MATARAM - Kepala Kejaksaan Tinggi Nusa Tenggara Barat Nanang Ibrahim Soleh menegaskan tidak ada unsur politis terkait dengan pemanggilan tiga kepala daerah dalam sejumlah kasus dugaan korupsi yang kini sedang berjalan di tahap penyelidikan.
"Saya luruskan, ini tidak ada unsur politiknya, ini murni karena pengusutan kasus," kata Nanang Ibrahim Soleh dikutip ANTARA, Kamis 22 Juni.

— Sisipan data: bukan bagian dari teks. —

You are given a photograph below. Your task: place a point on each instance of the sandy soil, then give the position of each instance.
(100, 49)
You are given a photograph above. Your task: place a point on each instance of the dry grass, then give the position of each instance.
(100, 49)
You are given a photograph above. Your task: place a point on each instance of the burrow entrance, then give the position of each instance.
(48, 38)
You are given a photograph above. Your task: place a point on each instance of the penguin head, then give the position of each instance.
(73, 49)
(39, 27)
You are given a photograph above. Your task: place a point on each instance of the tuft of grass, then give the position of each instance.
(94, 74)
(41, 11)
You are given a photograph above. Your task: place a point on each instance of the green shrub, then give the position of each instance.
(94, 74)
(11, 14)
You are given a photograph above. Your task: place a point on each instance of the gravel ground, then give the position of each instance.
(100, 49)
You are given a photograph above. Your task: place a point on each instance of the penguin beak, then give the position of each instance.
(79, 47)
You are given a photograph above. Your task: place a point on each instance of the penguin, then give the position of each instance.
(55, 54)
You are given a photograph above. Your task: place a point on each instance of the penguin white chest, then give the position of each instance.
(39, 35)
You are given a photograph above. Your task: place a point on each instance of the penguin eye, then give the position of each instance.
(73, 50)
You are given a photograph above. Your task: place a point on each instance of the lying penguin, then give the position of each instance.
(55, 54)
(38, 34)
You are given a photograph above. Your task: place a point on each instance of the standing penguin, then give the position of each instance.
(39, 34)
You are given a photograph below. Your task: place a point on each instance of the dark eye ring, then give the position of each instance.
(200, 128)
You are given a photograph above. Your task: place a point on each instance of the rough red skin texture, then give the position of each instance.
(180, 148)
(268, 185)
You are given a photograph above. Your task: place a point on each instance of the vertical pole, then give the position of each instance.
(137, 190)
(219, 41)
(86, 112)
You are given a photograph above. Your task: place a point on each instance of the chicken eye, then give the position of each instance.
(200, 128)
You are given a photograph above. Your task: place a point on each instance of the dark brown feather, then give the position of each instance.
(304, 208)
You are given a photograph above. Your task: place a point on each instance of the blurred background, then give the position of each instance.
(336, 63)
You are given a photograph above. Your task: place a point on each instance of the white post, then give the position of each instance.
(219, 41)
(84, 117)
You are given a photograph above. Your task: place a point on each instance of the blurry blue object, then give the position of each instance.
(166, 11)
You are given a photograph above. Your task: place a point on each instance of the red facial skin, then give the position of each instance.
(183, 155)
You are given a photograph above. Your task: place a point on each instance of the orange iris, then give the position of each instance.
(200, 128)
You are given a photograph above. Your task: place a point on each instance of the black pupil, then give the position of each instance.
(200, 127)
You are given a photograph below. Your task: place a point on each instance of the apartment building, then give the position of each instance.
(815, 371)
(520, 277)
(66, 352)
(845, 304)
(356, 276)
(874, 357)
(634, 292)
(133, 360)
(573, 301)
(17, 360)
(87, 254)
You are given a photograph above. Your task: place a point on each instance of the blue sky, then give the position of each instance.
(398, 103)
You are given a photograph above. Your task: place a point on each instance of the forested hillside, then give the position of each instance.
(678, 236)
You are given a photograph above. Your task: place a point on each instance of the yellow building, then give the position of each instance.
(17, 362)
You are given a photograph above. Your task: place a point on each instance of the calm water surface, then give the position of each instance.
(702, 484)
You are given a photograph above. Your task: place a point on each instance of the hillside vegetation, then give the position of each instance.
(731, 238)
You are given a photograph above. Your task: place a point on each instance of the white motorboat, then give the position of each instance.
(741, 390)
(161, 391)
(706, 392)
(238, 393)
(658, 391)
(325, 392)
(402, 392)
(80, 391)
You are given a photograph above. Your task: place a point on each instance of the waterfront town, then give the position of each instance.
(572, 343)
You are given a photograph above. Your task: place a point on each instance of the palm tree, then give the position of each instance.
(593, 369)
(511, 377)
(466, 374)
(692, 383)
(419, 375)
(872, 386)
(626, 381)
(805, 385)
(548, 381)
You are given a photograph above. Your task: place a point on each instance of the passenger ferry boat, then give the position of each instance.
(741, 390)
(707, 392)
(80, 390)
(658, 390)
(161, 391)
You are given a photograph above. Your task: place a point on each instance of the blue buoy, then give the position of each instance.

Nanang mengatakan bahwa pihaknya dalam menangani sebuah perkara tetap mengacu pada prosedur penanganan hukum. Tidak ada unsur pemaksaan ataupun pengaruh orang lain.
"Saya juga tidak mau tangan saya dimanfaatkan orang lain untuk menampar. Jadi, kalau tidak terbukti, ya, tidak dilanjutkan. Kalau ada indikasi mengarah tindak pidana, kami sekolahkan," ucap dia.
Ia mengatakan bahwa pihaknya menangani perkara dengan agenda pemeriksaan kepala daerah ini merupakan tindak lanjut dari adanya laporan masyarakat.
"Jadi, siapa pun orang yang berkaitan dengan perkara ini pasti kami panggil," ujarnya.
Tiga kepala daerah yang masuk agenda pemeriksaan jaksa tersebut adalah Wali Kota Mataram Mohan Roliskana, Bupati Lombok Barat Fauzan Khalid, dan Bupati Bima Indah Dhamayanti Putri.
Untuk Wali Kota Mataram dan Bupati Lombok Barat, kata dia, masuk dalam agenda pemeriksaan kasus dugaan korupsi proyek fisik dan penarikan retribusi pada PT Air Mineral Giri Menang (AMGM) pada tahun anggaran 2019—2020.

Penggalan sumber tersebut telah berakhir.